Duni (DUNI) Q3 2025 earnings summary
Event summary combining transcript, slides, and related documents.
Q3 2025 earnings summary
24 Oct, 2025Executive summary
Operating profit improved by over 10% year-over-year in Q3 2025, reaching SEK 168 million, despite challenging market conditions and weak demand in the European HoReCa sector.
Net sales increased by 7.9% in fixed currencies and 3.3% in reported terms to SEK 1,972 million, mainly driven by acquisitions and price adjustments.
The company is halfway through its Decade of Action, updating 2030 sustainability and financial targets.
Cost-saving initiatives and efficiency improvements contributed to margin gains, with further effects expected in Q4.
Financial highlights
Q3 net sales: SEK 1,972 million (up from SEK 1,910 million); operating income: SEK 168 million (up from SEK 151 million); operating margin: 8.5% (7.9%).
Gross margin improved to 25.2% from 17.1% year-over-year; adjusted for prior year restructuring, 23.7%.
Earnings per share rose to SEK 2.23 from -0.04 year-over-year.

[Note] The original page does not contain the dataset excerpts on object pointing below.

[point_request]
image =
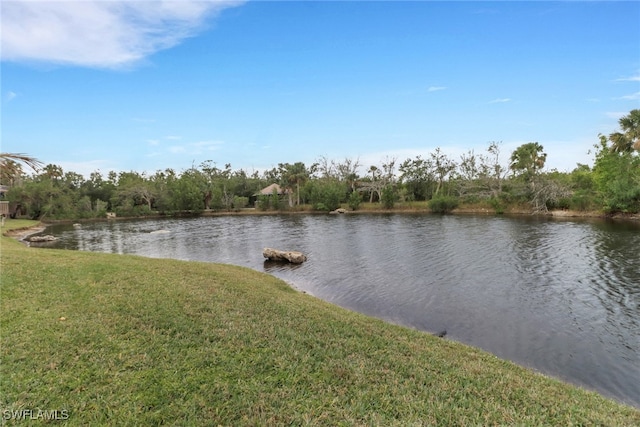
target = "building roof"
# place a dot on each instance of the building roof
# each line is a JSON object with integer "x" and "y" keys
{"x": 267, "y": 191}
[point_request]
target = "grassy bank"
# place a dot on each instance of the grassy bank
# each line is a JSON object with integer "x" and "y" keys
{"x": 124, "y": 340}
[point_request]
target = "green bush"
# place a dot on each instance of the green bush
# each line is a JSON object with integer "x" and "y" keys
{"x": 354, "y": 200}
{"x": 388, "y": 197}
{"x": 443, "y": 204}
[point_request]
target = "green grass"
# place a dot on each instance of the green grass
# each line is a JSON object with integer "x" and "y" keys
{"x": 125, "y": 340}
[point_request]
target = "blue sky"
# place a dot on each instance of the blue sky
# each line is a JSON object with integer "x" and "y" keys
{"x": 149, "y": 85}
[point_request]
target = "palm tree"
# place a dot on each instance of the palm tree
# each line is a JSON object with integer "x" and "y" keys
{"x": 629, "y": 139}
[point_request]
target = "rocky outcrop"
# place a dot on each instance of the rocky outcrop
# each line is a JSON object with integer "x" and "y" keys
{"x": 289, "y": 256}
{"x": 47, "y": 238}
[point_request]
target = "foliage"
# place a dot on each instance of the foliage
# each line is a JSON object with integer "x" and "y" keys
{"x": 388, "y": 197}
{"x": 616, "y": 177}
{"x": 443, "y": 204}
{"x": 326, "y": 195}
{"x": 355, "y": 199}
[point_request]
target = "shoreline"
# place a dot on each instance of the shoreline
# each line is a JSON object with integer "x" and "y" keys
{"x": 377, "y": 211}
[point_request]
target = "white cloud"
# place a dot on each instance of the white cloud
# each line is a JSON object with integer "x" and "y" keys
{"x": 99, "y": 33}
{"x": 632, "y": 97}
{"x": 614, "y": 114}
{"x": 196, "y": 148}
{"x": 629, "y": 79}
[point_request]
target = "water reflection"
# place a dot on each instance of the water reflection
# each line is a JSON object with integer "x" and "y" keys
{"x": 558, "y": 296}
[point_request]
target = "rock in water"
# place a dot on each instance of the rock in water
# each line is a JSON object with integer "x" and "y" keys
{"x": 290, "y": 256}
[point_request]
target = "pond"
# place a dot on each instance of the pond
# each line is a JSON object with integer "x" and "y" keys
{"x": 559, "y": 296}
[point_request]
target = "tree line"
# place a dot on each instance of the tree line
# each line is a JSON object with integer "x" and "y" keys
{"x": 611, "y": 185}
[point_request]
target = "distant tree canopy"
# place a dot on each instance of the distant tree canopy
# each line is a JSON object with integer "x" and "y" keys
{"x": 612, "y": 185}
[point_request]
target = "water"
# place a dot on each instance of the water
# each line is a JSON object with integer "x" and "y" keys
{"x": 561, "y": 297}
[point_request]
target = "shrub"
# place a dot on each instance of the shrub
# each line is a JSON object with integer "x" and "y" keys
{"x": 388, "y": 197}
{"x": 443, "y": 204}
{"x": 354, "y": 200}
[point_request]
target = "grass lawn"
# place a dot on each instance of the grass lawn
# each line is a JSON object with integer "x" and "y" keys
{"x": 123, "y": 340}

Cash flow from operations (9M): SEK 260 million (131 million prior year); interest-bearing net debt: SEK 1,458 million (946 million prior year).
Dividend of SEK 5 per share approved, corresponding to 66% of net income (adjusted for restructuring costs), paid in two installments.
Outlook and guidance
Growth outlook remains muted with slow and uneven recovery expected in the European food service sector, especially HoReCa.
Updated 2026 financial targets: at least 6% total annual sales growth (including acquisitions), minimum 10% operating margin, and over 50% dividend payout.
Broadened sustainability targets: net zero by 2050, circular input materials ≥90% by 2030, and improved workplace safety.
Cost-saving measures and efficiency improvements expected to further support margins in Q4.